Dean Potter wciela w życie motto przewodnie Five Ten’a „Marka dla Odważnych” – solowe przejście Route Heaven 5.12d, Yosemite, Kalifornia (fot. Mickey Schaefer / Five Ten)

Five Ten to nie tylko firma produkująca buty wspinaczkowe. Macie w ofercie dużo różnych kategorii obuwia. Która z tych kategorii jest najważniejsza?
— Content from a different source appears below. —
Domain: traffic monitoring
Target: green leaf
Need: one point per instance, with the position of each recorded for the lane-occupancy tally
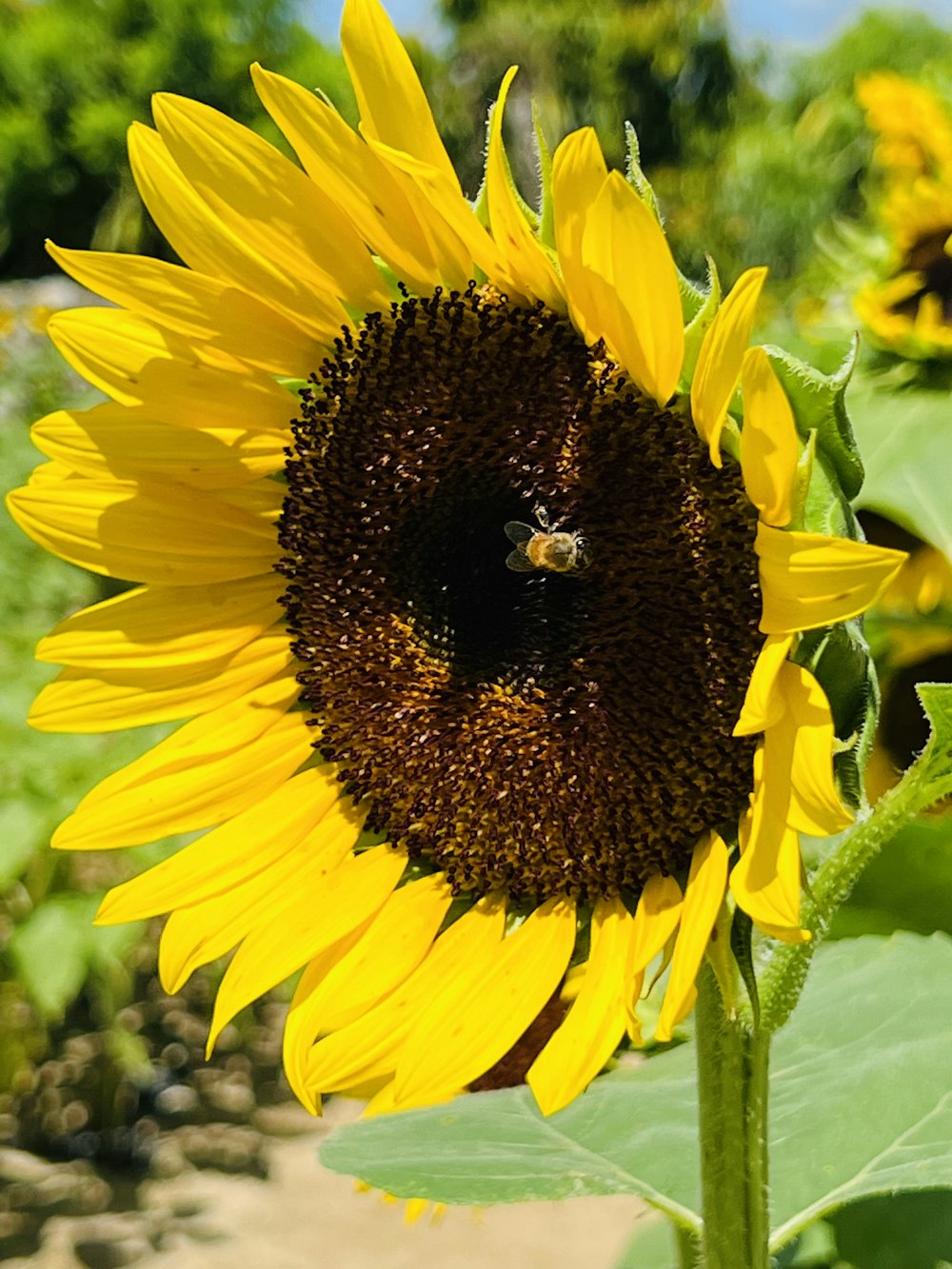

Wspinanie było oczywiście podstawą firmy. Wraz z moją młodszą siostrą zawsze układaliśmy strategię z myślą o tym, że dzięki tej gumie uda nam się stworzyć też inne typy obuwia. Ale byliśmy tak małą firmą, że nie mieliśmy pieniędzy na inwestowanie w inne rodzaje obuwia. Wiedzieliśmy, że nasza guma będzie dobra do kolarstwa górskiego, gdyż dobrze będzie się trzymać na płaskich pedałach. Jednak dopiero kiedy Sam Hill zdobył w naszych butach mistrzostwo świata, wszyscy zaczęli mówić, że ma to sens. Jednak nie mieliśmy pieniędzy, żeby to „przepchnąć”. Pracowaliśmy na butami do kajaków i innych sportów, ale, powtarzam: byliśmy bardzo małą firmą, więc nie byliśmy w stanie mocno wejść na rynek w innych sportach.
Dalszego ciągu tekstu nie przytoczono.